4

I have an unordered_map storing large objects:

std::unordered_map<uint64_t, LargeObject> map;

LargeObject is an array of POD/there are no pointer members.

I am receiving a lot of LargeObjects, so I only want to insert them in the map if they don't already exist (there will be a lot of times they do already exist, as I am listening to multiple sources).

Performance matters, as I am receiving millions.

There seem to be several ways of doing this:

map[key] = largeObject;

or:

map.insert(std::make_pair<uint64_t, LargeObject>(key, largeObject);

or:

if(map.count(key) == 0)
{
    map[key] = largeObject;
}

or:

auto iter = map.find(key);
if(iter == map.end())
{
    map[key] = largeObject;
}

There maybe more I haven't included.

Which is the most efficient technique to insert when the map's value is a large object?

user997112
  • 29,025
  • 43
  • 182
  • 361
  • 1
    Try [this function](https://en.cppreference.com/w/cpp/container/unordered_map/emplace). It adds only if value not existed. Also it constructs object in place so move constructor will be used well. It is fastest way to insert. – Arty Feb 17 '21 at 17:54

2 Answers2

9

This is what try_emplace is for. The API is set up in such a way as to avoid constructing nodes, or even the value, unless it's strictly necessary. It comes form N4279.

In your case, that would be:

auto [it, success] = map.try_emplace(key, largeObject);

Each of the four options in the OP has issues:

  • map[key] = largeObject doesn't actually do what you're asking for, it would overwrite the existing item. And even if it wasn't there, it requires default construction and copy assignment.

  • The approaches with count and find both require two lookups.

  • map.insert(std::make_pair<uint64_t, LargeObject>(key, largeObject)); is a single lookup but requires constructing the large object, and the pair, unconditionally.

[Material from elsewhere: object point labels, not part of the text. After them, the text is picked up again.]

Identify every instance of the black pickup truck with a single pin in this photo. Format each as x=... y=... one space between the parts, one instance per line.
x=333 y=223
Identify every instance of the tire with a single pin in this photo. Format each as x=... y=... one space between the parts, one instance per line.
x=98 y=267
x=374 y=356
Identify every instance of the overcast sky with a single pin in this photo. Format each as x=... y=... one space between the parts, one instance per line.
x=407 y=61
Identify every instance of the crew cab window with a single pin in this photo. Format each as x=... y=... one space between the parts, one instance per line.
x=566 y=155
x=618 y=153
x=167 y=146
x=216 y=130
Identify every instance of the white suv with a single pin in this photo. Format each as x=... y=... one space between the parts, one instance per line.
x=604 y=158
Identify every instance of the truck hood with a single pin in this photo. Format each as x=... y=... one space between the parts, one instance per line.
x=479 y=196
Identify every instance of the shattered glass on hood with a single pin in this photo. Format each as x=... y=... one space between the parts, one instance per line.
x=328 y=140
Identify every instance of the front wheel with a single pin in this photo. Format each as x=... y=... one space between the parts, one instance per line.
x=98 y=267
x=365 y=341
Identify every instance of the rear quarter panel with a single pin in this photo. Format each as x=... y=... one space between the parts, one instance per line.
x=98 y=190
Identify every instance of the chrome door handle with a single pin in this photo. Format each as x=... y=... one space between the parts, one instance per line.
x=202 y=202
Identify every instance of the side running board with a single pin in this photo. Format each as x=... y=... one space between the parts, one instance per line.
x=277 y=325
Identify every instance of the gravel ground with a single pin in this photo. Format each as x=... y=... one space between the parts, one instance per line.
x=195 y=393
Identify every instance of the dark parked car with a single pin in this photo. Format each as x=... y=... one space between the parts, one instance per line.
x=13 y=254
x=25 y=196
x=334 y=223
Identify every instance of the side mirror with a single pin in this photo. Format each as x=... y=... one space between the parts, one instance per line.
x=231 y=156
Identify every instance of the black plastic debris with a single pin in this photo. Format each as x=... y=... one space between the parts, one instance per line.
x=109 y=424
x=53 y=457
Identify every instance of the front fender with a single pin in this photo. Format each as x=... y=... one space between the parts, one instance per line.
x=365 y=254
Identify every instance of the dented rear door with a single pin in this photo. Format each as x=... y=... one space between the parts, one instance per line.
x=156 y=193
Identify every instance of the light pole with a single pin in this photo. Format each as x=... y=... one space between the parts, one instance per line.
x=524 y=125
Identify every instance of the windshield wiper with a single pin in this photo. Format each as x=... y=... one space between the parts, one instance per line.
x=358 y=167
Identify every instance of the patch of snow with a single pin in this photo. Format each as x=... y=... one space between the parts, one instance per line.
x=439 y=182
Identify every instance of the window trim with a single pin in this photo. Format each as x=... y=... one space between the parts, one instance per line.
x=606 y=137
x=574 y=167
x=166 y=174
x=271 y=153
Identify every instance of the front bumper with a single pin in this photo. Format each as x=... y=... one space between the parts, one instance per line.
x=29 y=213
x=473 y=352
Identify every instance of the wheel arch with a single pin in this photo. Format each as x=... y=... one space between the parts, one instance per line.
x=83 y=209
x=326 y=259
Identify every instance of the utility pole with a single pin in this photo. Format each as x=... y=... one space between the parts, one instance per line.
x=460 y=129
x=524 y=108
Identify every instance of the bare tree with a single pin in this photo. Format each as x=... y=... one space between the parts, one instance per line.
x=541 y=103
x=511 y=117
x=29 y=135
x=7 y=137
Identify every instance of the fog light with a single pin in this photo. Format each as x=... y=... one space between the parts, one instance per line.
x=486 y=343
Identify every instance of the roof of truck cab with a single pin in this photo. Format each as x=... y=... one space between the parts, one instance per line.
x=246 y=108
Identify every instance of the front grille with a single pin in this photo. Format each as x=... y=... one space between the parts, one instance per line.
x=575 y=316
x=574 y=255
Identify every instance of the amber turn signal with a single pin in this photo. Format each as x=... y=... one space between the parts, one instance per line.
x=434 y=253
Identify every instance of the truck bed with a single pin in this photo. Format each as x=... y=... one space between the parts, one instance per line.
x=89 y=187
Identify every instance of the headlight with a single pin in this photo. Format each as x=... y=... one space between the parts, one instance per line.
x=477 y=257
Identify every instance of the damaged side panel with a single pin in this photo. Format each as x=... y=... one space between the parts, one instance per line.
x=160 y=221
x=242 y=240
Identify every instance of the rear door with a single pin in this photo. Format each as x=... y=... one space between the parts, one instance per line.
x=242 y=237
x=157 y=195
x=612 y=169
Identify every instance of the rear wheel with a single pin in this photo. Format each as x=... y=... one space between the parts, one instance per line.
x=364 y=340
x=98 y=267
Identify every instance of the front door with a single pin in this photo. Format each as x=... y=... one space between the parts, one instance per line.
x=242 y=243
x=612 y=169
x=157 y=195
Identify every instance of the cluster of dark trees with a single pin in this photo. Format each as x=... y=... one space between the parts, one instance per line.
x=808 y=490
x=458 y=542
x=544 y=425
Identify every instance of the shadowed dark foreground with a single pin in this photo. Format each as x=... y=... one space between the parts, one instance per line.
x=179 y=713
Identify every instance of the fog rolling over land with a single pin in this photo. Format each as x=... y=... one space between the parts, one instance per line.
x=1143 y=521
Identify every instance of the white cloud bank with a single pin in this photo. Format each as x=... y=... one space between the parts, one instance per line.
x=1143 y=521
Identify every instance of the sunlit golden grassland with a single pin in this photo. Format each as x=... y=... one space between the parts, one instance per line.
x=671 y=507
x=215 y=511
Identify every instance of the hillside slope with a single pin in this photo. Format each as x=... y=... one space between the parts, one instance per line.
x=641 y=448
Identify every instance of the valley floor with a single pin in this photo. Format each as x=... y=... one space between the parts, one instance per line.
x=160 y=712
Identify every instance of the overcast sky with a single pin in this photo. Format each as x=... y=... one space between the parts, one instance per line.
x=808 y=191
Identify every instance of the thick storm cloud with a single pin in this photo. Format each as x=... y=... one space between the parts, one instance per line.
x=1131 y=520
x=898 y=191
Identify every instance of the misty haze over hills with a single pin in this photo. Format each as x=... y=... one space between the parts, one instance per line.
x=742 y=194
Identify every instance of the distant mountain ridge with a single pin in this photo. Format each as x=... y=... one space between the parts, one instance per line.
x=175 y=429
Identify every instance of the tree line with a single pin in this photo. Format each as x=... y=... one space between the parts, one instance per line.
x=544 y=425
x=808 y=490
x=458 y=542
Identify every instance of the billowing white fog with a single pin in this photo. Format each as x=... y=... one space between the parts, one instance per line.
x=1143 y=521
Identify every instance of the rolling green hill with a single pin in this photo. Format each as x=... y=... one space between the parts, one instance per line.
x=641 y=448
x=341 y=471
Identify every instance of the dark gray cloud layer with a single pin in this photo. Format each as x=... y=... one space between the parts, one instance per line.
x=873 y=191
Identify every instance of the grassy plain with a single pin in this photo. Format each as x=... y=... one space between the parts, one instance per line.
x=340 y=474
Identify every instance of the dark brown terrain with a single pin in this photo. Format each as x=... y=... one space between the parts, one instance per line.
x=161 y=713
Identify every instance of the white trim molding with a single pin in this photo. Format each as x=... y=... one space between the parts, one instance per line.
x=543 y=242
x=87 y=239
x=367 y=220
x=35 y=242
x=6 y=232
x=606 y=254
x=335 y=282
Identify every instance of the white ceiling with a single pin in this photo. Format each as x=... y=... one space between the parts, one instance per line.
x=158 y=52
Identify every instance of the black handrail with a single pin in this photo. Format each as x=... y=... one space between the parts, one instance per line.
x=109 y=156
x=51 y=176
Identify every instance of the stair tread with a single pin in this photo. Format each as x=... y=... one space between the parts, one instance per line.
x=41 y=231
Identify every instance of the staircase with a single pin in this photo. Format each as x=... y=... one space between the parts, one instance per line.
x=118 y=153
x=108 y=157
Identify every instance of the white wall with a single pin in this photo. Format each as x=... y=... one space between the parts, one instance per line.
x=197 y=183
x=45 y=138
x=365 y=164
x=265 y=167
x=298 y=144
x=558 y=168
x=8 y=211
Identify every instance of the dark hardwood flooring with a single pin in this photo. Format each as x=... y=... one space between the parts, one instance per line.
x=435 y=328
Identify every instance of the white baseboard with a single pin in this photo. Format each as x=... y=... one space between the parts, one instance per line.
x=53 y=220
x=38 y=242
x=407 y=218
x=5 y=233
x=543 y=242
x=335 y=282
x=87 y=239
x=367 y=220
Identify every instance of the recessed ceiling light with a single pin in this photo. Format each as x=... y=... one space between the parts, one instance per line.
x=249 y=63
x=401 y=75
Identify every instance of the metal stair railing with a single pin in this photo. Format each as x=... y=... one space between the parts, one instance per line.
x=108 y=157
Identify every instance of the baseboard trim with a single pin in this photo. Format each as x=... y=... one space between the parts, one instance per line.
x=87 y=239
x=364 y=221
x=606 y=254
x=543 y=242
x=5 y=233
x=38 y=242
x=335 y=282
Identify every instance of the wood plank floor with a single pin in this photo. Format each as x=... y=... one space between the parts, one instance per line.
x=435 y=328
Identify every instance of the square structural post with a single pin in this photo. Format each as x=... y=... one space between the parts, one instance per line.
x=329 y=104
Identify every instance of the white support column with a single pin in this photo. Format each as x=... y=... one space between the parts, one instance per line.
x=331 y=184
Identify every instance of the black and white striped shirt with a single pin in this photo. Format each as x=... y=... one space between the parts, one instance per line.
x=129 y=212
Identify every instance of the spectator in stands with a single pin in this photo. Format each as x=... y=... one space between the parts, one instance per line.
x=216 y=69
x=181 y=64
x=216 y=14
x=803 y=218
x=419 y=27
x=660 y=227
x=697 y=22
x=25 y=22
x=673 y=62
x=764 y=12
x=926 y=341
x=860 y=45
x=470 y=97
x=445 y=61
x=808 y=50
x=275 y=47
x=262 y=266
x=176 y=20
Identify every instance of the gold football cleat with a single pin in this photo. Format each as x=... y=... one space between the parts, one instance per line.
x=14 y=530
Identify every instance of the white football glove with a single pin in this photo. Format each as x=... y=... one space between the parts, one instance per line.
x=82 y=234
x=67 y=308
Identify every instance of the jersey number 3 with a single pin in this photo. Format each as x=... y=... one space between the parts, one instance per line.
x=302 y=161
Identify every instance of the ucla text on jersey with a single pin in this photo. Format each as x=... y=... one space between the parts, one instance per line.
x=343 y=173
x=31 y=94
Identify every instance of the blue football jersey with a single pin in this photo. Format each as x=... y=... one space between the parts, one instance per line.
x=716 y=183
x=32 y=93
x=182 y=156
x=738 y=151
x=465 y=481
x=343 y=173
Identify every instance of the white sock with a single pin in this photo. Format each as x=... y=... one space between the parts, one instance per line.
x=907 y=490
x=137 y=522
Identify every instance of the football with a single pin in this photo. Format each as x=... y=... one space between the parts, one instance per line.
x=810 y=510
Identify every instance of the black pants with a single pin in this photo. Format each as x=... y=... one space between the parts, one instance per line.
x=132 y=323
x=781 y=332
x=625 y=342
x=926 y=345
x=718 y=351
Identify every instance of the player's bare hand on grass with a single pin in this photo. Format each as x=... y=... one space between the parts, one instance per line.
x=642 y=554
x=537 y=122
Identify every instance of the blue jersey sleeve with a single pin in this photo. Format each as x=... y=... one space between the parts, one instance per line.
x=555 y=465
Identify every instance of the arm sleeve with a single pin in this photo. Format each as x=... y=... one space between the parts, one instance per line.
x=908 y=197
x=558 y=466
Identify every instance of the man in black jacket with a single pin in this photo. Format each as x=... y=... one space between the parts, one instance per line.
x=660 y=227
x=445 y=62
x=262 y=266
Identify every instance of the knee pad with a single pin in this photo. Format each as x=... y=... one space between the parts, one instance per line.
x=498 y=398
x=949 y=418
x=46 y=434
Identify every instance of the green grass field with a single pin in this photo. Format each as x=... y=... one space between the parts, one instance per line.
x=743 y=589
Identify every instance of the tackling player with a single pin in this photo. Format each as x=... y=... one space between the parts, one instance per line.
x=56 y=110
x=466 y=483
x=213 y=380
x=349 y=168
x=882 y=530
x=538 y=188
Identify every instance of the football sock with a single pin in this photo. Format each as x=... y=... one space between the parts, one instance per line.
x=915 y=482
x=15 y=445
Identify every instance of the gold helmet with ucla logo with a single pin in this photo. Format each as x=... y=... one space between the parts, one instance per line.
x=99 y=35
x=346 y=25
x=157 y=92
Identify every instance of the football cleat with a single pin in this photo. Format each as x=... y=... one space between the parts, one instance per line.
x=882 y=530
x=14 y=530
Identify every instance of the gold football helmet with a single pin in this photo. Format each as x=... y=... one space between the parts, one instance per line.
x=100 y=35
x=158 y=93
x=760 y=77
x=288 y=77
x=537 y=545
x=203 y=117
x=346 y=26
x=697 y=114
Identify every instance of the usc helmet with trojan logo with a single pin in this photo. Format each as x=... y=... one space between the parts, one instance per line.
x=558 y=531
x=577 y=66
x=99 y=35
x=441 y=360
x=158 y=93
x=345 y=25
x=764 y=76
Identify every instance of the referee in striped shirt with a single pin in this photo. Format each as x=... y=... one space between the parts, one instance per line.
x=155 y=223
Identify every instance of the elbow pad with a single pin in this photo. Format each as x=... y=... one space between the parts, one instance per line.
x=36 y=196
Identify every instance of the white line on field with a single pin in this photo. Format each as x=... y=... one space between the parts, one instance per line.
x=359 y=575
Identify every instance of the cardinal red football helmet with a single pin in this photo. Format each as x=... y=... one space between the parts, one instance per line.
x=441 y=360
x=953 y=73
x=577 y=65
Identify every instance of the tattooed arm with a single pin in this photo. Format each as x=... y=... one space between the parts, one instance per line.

Not mentioned in the OP is another option: map.emplace(key, largeObject); This has the issue that it's actually under-specified whether or not the pair is created in the case that the key exists. It does on some implementations. The motivation for try_emplace was to properly specify the API so that the pair definitely does not get created if the key already exists.

Barry
  • 286,269
  • 29
  • 621
  • 977
1

If "Performance matters", and the map is large don't use std::unordered_map, since it is known to be quite slow; and you are barking up the wrong tree w.r.t. insertion.

Here's a by-now-old SO question suggesting several alternatives:

Super high performance C/C++ hash map (table, dictionary)

Of course, you will need to choose something that fits your workload best.

Additionally - if your objects are large, it is probably better to avoid a map structure templated over the actual large object - since that usually guarantees you will at least have to copy it when inserting into the map; and you don't want to have to copy large objects. Use some kind of reference type (e.g. a pointer, or some numeric index usable to get the address of the large object), and have your hasher dereference that.

einpoklum
  • 118,144
  • 57
  • 340
  • 684